O fato é que as sequelas do bolsonarismo estão aí. Chamar de “sequelas”, aliás, é ser por demais otimista. O que há em curso é uma plena disputa de narrativas, em que o sectarismo característico da extrema direita joga tudo que não lhe caia bem na conta do “comunismo”. Isso vale tanto para uma vacina emergencial, a que passam a chamar de “experimento”, como para uma abordagem socioeconômica feita em uma prova de acesso à universidade em que pesquisadores citados questionam o modelo do agronegócio. Da mesma forma, questionar excesso da polícia também se tornou “coisa de comunista” ou de “esquerdopata”.

As grandes questões, no mundo “sem viés ideológico” do bolsonarista, são resolvidas de forma simples ou rápida ou as duas coisas. Por isso, a solução para acabar com a criminalidade é cada um ter sua arma; para educar os filhos com os valores da família, está aí o homeschooling; e para que todos tenham chance de alcançar a prosperidade, basta juntar livre mercado e meritocracia.

A extrema direita e seus princípios atraem os incautos que lhes são suscetíveis justamente por conta da facilidade de se identificar. Ora, meninos vestem azul e meninas vestem rosa, e está tudo resolvido; meninos têm “pipiu” e meninas têm “pepeca” e isso basta como educação sexual. Discutir homofobia em sala de aula é absurdo, pelo suposto “risco” de o filho, sabendo sobre o assunto, virar gay; falar de violência contra a mulher é lacração para subjugar os homens.

Como num cabo de guerra infinito, a polarização degringolou a tal ponto que hoje qualquer ato que pode ser rotulado. Quem mata no trânsito certamente “apertou 22”; quem defende a legalização da maconha é “eleitor do Lule”; criticar o abuso das militâncias identitaristas é ser “minion enrustido”; escrever textão nas redes é ser “mimizento”. Não se pode nem mesmo ter um pet em paz: quem cria pitbull é de direita; quem gosta de gatos é “comunista” – não sem ressaltar que ser “pai de pet” é coisa de quem fala “todes”.

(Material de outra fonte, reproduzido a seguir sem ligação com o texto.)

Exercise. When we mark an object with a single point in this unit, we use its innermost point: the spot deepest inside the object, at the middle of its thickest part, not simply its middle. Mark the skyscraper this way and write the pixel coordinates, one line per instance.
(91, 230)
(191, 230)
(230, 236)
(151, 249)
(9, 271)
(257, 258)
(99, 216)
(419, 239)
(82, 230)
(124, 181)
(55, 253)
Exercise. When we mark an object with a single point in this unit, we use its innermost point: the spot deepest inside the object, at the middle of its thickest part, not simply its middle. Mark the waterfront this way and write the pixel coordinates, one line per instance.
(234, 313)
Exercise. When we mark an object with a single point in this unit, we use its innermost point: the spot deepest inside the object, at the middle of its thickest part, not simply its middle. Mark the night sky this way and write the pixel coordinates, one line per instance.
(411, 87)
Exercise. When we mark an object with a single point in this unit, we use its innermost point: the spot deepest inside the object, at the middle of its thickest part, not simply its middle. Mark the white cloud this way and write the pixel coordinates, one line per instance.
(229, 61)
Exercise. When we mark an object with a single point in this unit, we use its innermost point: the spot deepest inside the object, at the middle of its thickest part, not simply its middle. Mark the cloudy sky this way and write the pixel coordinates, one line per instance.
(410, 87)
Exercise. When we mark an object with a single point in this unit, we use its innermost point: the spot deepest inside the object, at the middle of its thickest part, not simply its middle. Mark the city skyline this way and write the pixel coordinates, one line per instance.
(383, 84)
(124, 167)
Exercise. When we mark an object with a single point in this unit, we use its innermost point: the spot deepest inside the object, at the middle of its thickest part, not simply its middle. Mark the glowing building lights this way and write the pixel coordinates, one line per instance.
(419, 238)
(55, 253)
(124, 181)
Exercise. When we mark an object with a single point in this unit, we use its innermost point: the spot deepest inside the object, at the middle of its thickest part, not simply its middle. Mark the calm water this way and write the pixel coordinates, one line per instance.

Se o bloco reacionário é a verdadeira insurreição dos dias atuais, como diz o filósofo Vladimir Safatle na entrevista da semana desta edição, está cada vez mais provado que estão dispostos a não dar trégua aos inimigos. Que Palestina e Israel tenham mais sorte, porque, por aqui, não há cenário de paz para a guerra que incitam os herdeiros do finado Olavo.